US was at odds with world over Cuba policy
President Barack Obama's decision to pursue new relations with Cuba was driven in part by a stinging realisation: Long-standing US policies aimed at isolating Cuba had instead put Washington at odds with the rest of the world.
The American economic embargo on Cuba drove a wedge between the US and Latin American nations. In an annual diplomatic embarrassment, the United Nations General Assembly voted overwhelmingly to condemn the US policy. And while the US was clinging to its economic restrictions against the small communist nation just 90 miles off its shores, leaders of China, Russia and Brazil flocked to Havana, promising millions in investment.
"Though this policy has been rooted in the best of intentions, no other nation joins us in imposing these sanctions, and it has had little effect beyond providing the Cuban government with a rationale for restrictions on its people," Obama said Wednesday as he announced historic shifts in US relations with Cuba following 18 months of secret negotiations.

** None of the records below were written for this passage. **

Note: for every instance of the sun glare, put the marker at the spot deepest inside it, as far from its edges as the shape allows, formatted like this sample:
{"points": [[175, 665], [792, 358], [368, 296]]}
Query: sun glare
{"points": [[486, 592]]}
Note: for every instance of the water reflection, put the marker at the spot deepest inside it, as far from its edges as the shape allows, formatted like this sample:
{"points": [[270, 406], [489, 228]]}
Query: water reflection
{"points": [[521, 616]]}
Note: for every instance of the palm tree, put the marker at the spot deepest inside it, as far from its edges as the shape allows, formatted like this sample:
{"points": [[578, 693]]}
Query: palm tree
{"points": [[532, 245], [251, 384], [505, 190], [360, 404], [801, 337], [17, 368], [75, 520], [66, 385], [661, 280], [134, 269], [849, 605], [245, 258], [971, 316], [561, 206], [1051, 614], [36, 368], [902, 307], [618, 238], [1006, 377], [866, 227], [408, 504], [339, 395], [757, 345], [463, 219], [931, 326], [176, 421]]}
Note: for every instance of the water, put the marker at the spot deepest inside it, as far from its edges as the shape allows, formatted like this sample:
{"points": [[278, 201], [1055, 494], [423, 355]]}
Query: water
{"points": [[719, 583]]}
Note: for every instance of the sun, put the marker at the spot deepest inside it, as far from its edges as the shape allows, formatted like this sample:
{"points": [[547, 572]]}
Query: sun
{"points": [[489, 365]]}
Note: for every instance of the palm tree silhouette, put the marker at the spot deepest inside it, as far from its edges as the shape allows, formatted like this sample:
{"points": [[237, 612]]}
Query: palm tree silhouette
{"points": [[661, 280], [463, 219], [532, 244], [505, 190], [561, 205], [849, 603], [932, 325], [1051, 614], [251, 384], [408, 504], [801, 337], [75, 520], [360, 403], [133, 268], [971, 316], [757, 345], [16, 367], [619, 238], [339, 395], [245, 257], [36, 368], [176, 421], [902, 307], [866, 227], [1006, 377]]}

The embargo itself will remain in place; only Congress can fully revoke it. But the president is moving on his own to expand economic ties, open an embassy in Havana, and send high-ranking US officials, including Secretary of State John Kerry, to visit and review Cuba's designation as a state sponsor of terrorism. The US also is easing restrictions on travel to Cuba, including for family visits, official government business and educational activities. Tourist travel remains banned.